California voters turn tough on crime
What happened
Voters in two of the country’s most liberal cities rallied behind law-and-order messaging this week, sending a stark warning to Democrats about police reform’s diminishing appeal. In San Francisco, District Attorney Chesa Boudin was recalled by a 60-40 margin, just three years after his election energized the “progressive prosecutor” movement as Boudin promised to send fewer people to prison. His reforms drew mounting backlash as homelessness, burglaries, car thefts, drug use, and overdoses soared. Liberals signaled a similar change of heart in Los Angeles, where Rick Caruso, a billionaire mall developer who ran as a crime fighter, forced a runoff in a mayoral race against Rep. Karen Bass, once on the short list to be President Biden’s vice president. Outspending Bass 10 to 1, Caruso, who recently switched parties from Republican to Democratic, vowed to add 1,500 police officers.
Several House GOP incumbents appeared to have resisted Trump-aligned primary challengers from the Right when The Week went to press. Rep. Dusty Johnson of South Dakota overcame a challenge sparked when he voted to certify the 2020 presidential election results. Rep. Chris Smith of New Jersey bested a group of opponents despite criticism from Trump. And Rep. David Valadao of California, one of only 10 House Republicans who voted to impeach Trump, was leading against a GOP challenger. In a House race in Montana, the former president endorsed his former interior secretary, Ryan Zinke, who resigned in 2018 amid an ethics investigation. Early returns showed Zinke with a slim lead.
What the columnists said
It’s not every day conservatives get good news from “Nancy Pelosi’s backyard,” said Jim Geraghty in National Review. But by a 20-point margin, voters deemed Boudin’s experiment of defanging police in favor of so-called restorative justice a disaster. Boudin took office and unveiled a “radical agenda of de-emphasizing the prosecution of drug cases and property offenses.” As a result,
San Francisco’s jail population is down, while the streets are a dangerous, drug-infested nightmare. Even the Bay Area’s far left concluded Boudin’s approach is “failing them.”

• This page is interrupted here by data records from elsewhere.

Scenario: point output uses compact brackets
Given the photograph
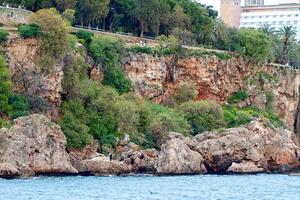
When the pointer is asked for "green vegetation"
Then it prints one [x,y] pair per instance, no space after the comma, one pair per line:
[3,36]
[54,36]
[20,106]
[107,52]
[186,92]
[85,36]
[5,87]
[29,30]
[254,44]
[238,96]
[203,115]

Even “deep-blue” San Francisco has competing interests, said Philip Bump in The Washington Post. Boudin was blamed for by-products of the homelessness crisis, which is largely the result of increased housing costs—not exactly a DA’s purview. Since his election, San Francisco’s crime rate hasn’t gone up “exceptionally compared with other big cities.” Yet “wealthier residents” want poor people and the homeless policed aggressively, and proponents of the recall outspent Boudin’s supporters 3 to 1.
Boudin himself might be a “scapegoat,” but the votes in San Francisco and Los Angeles “were clear rejections of a certain strain of liberalism that buoyed reform-oriented prosecutors across the country and sought to defund the police,” said Ross Barkan in New York magazine. Caruso built a coalition by championing more cops and “broken-windows policing” while promising to build 30,000 shelter beds to replace L.A.’s tent cities. Bass could still win the November runoff, but the message for Democrats is clear: “2022 could be a very precarious year.”